Majd moved to Seattle from the West Bank, in 2005, in search for both educational and professional opportunities. Majd coordinated several cultural and fundraising events for the Seattle University campus. While a student at Seattle University, Majd demonstrated a dedication to raising awareness about the Palestinian-Israeli conflict and helped build workshops that foster love, tolerance and equality. She gained her professional experience over the years from having served as the Program Coordinator for Young Women Empowered, where she helped shape the mentorship/leadership program and helped create networking and fundraising events. Majd was an integral part of the success of USAID/AED Project AIDE in Djibouti, where she helped interpret dialogues, documents and conversations for data collection and research purposes. Majd is currently the Program Engagement Manager for the World Affairs Council. The Council provides opportunities for everyone in Greater Seattle to be global citizens by advancing a deep understanding of international events and culture. Majd develops and executes events and programs that bring the informative perspective of international experts to the area Majd aims to build a career in the international relations field and holds a Bachelor of Arts in International Studies and Women’s Studies from Seattle University.
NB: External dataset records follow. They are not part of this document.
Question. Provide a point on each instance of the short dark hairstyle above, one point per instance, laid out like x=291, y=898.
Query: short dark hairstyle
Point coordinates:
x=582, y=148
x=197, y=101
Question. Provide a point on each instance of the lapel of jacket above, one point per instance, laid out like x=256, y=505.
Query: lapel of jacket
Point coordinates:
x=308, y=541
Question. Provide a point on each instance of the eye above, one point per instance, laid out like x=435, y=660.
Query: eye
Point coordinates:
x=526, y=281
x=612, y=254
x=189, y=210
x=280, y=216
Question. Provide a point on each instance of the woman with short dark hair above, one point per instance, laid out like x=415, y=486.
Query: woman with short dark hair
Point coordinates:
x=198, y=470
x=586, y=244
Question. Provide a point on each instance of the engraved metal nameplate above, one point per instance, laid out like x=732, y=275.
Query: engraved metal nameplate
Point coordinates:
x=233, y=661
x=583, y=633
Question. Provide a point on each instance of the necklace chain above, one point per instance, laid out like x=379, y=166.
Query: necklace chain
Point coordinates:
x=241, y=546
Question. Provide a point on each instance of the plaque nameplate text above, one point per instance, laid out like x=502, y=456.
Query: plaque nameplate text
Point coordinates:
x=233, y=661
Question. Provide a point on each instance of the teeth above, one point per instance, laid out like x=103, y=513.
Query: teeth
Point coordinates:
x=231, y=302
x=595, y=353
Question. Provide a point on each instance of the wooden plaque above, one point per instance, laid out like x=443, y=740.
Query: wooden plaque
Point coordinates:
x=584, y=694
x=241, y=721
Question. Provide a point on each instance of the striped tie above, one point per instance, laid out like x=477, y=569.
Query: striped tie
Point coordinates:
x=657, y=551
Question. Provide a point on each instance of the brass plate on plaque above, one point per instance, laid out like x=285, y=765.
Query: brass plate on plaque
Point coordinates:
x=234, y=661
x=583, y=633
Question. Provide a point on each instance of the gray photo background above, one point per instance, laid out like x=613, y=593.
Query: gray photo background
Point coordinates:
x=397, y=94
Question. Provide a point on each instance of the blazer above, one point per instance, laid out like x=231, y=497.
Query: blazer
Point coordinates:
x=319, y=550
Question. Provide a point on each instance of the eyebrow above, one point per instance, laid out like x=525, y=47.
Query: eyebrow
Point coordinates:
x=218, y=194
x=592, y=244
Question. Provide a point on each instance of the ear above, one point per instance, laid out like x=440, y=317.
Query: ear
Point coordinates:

Yasmin Christopher is a 3rd year law student at Seattle University School of Law. She is currently a legal extern with the Honorable Judge Mary Yu in King County Superior Court, a former law clerk with the U.S. Attorney’s Office and former policy fellow at the Polaris Project, an organization that takes a comprehensive approach to human trafficking, based in Washington D.C. She is also a board member at OneAmerica, a local immigrant rights non-profit, a national delegate for We Belong Together, an organization that advocates for immigration rights as a women’s equality issue, the president of the Middle Eastern and South Asian Law Student Association, and an honorary International Ambassador to the Bangladesh Work Camp Association, an organization that works to foster quality cultural exchange experiences in her native Bangladesh. Yasmin also lends her voice and personal story to raise awareness about human trafficking. She was a part of a King County Metro Bus public service announcement campaign in 2013 and has traveled the state giving lectures on her family’s experience and possible public policy improvements on the issue. In March of 2014, her and her Aunt, fellow survivor Khurshida Begum, co-founded ASHHO, a training organization that provides relevant and comprehensive trainings in an effort to strengthen Washington State’s community response to Human Trafficking and other forms of human exploitation. In addition, Yasmin has donated her time and artwork to various fundraising events through her collaboration with the Refugee Women’s Alliance and the International Rescue Commission that work to provide direct services to trafficking survivors here and abroad.